Marcus Lobbes bringt „König Lear“ nach Barmen
Marcus Lobbes wollte eigentlich Opernsänger werden. Jetzt ist er Regisseur und setzt auf Shakespeare.
Wuppertal. Wo treffen sich kreative Köpfe? In einer szenischen Bar, auf einer abgedrehten Künstlerparty oder in einem Konferenzraum, der demonstrativ mit moderner Kunst bestückt ist?
Marcus Lobbes kennt eine pragmatischere Alternative. Denn Neuanfänge können auch ganz woanders beginnen: Den Anschluss an die Wuppertaler Bühnen hat der 43-Jährige in der Kölner DB Lounge gefunden. "Für Regisseure ist das ein guter Treffpunkt", sagt Wuppertals Schauspiel-Intendant Christian von Treskow. Kein Wunder: Wer als frei schaffender Künstler Zug um Zug Projekte sucht, muss mobil sein.
Lobbes ist es. Seinen privaten Lebensmittelpunkt hat er in Düsseldorf - beruflich zieht es ihn zu den verschiedensten Bühnen. Seit 15Jahren arbeitet er für das Staatstheater Darmstadt, das Staatstheater Kassel, die Hamburgische Staatsoper, das Theater Freiburg, das Nationaltheater Mannheim und das Opernstudio der Deutschen Oper am Rhein. Nun führt er zum ersten Mal in Wuppertal Regie.
Die Zusammenarbeit begann in der DB Lounge, in der Lobbes und von Treskow erste Gespräche über Shakespeare führten. Das Ergebnis ist morgen um 19.30Uhr im Barmer Opernhaus zu sehen: Lobbes inszeniert "König Lear" - auf seine Weise.
neuanfang an den wuppertaler bühnen (9)
Werktreu soll seine Produktion sein - was den Handlungsverlauf betrifft. Eine Überraschung birgt hingegen die Besetzung: In Wuppertal gibt es nicht (nur) einen König Lear, sondern sechs verschiedene Regenten. Denn Lobbes setzt auf einen Rollentausch auf offener Bühne: Sein Schauspieler-Sextett teilt sich alle Rollen - ohne Umbauten, aber mit einer klaren Mission. "Der Wechsel ermöglicht viele Facetten und gibt die Fragestellung weiter, die in jeder Figur steckt", erklärt Lobbes.
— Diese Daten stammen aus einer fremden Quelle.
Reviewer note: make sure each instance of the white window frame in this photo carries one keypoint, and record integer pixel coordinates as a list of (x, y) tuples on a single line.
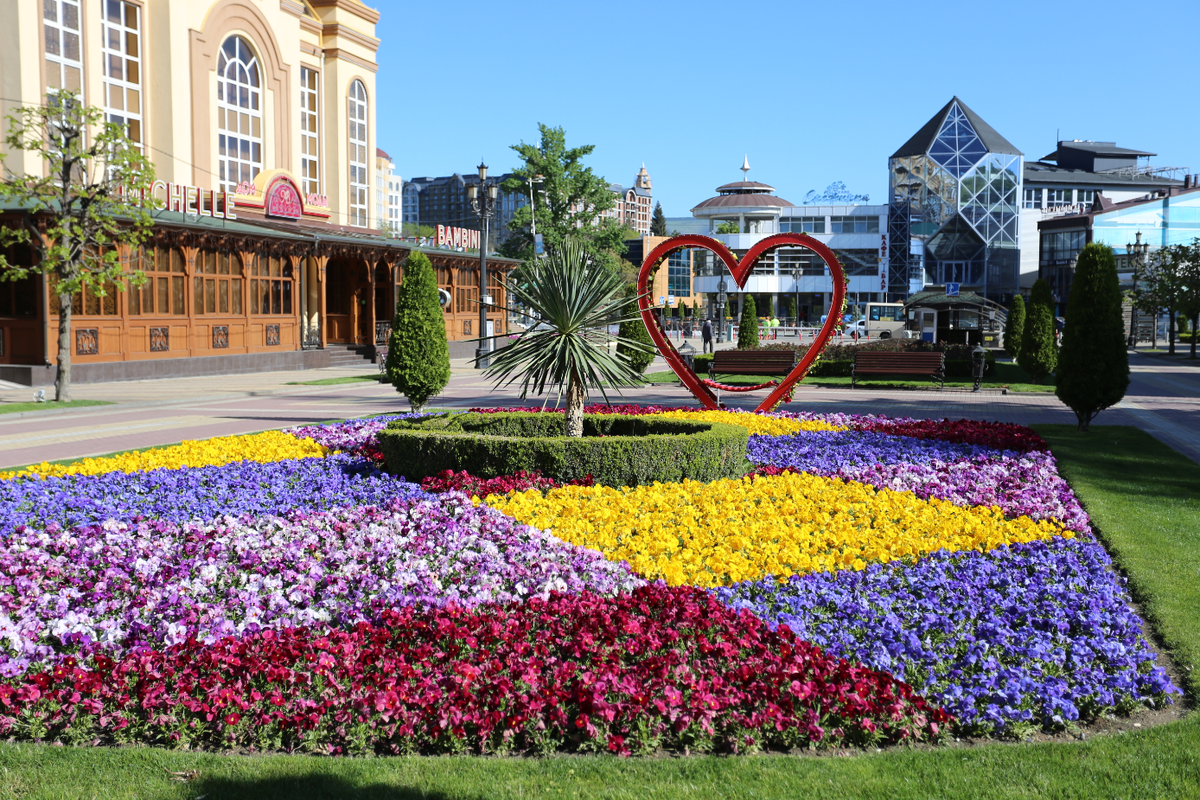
[(237, 168), (310, 140), (120, 86), (58, 32), (357, 134)]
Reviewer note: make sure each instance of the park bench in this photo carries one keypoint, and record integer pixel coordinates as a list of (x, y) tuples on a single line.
[(929, 365), (753, 362)]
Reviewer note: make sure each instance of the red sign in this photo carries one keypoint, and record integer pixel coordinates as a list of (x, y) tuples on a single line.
[(283, 200)]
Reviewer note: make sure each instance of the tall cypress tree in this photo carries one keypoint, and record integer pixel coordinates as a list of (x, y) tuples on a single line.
[(748, 329), (1039, 353), (418, 358), (658, 221), (1093, 365), (1014, 326)]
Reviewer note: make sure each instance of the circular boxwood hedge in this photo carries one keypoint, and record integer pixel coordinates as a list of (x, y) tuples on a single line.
[(615, 450)]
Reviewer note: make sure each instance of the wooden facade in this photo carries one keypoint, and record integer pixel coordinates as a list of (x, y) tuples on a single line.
[(217, 289)]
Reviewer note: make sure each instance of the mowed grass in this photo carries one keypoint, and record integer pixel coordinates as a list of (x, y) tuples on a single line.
[(1144, 497), (13, 408)]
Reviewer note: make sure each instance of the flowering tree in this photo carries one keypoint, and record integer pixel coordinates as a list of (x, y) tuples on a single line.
[(83, 200)]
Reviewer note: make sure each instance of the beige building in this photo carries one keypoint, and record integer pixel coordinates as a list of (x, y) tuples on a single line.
[(259, 118)]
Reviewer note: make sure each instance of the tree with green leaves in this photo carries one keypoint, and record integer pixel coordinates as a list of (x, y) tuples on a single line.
[(575, 302), (84, 186), (658, 221), (1014, 326), (1093, 362), (635, 344), (748, 326), (1039, 352), (418, 356), (570, 202)]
Schließlich hofft er, dass das Publikum auf seinen Zug aufspringt und im Spannungsfeld aus moderner Rollenverteilung und historischen Kostümen die richtigen Schlüsse zieht.
Dabei ist Lobbes keiner, der mit dem erhobenen Zeigefinger zur Brechstange greift, um seine Meinung selbstherrlich auf das Publikum zu übertragen: "Ich gehöre nicht zu den Regisseuren, die eine einzelne, festgelegte Botschaft vermitteln wollen. Ich versuche, das interpretative Element an den Zuschauer weiterzugeben." Mit anderen Worten: Bühnenbild, Projektionen und Regie lassen den Assoziationen der Gäste viel Raum.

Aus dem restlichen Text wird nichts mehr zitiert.